The fine print, plainly
Legal & privacy
Estimates, not promises
Every date OutDate produces is an estimate computed from the information you provide and our reading of current law and policy — 18 U.S.C. §§3585, 3621, 3624, and 3632, the First Step Act, and the Second Chance Act. Projections depend on assumptions (listed with every calculation) that may not hold. The Federal Bureau of Prisons makes all final sentence-computation, placement, and release determinations. Never treat an OutDate projection as a promise of a release date.
Not legal advice
OutDate is not a law firm, provides no legal advice, and no attorney–client relationship is created by using it. Documents the app generates are templates and drafts for you to review, edit, and send yourself — OutDate never files or transmits anything to BOP or any court on your behalf. We strongly encourage having a licensed attorney review anything before you file it, and deadlines in the administrative remedy process are strict — verify them against current BOP program statements.
Rules change
Statutes, BOP program statements, and court decisions change. Calculations are stamped with the rules version used. When we ship a rules update, saved cases are recalculated and you are notified if dates moved. Rules parameters we have implemented from secondary sources are flagged for verification in each calculation's assumptions.
Privacy
- Names and register numbers are encrypted at rest (AES-256-GCM).
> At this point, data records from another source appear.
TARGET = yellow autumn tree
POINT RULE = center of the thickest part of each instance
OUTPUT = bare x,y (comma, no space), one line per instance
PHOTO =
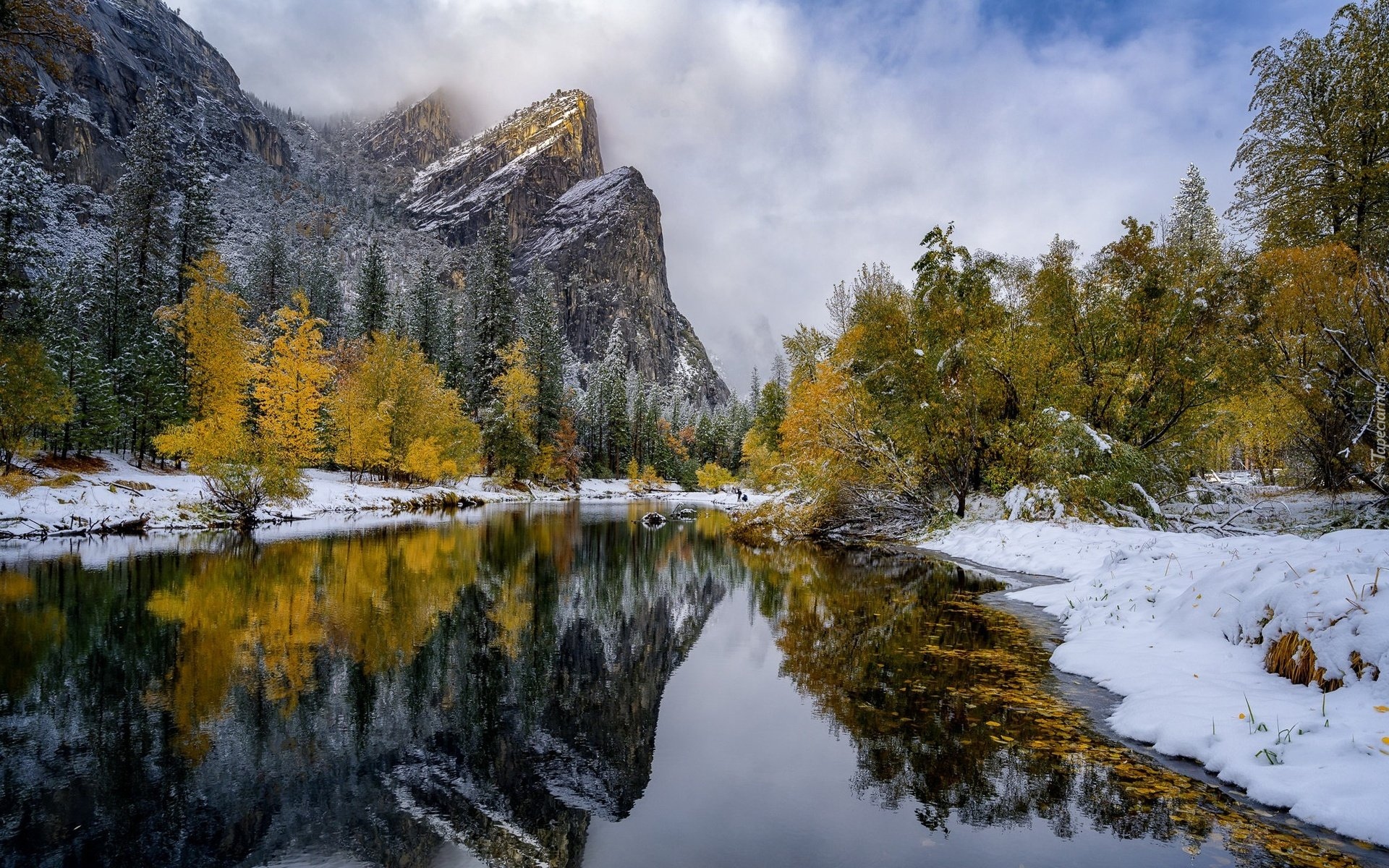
241,472
517,388
221,365
392,416
510,420
289,391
- A real name is never required — aliases work everywhere.
- The anonymous calculator stores nothing server-side.
- We run no analytics on case content — only anonymous feature counters.
- Deleting a case permanently removes every associated record: sentence facts, ledger history, and advocacy documents.
If our numbers differ from BOP's
A discrepancy between our calculation and BOP paperwork does not mean BOP is wrong — BOP may have information not entered here. The discrepancy report exists to make the comparison precise so it can be reviewed and, if warranted, corrected through proper channels.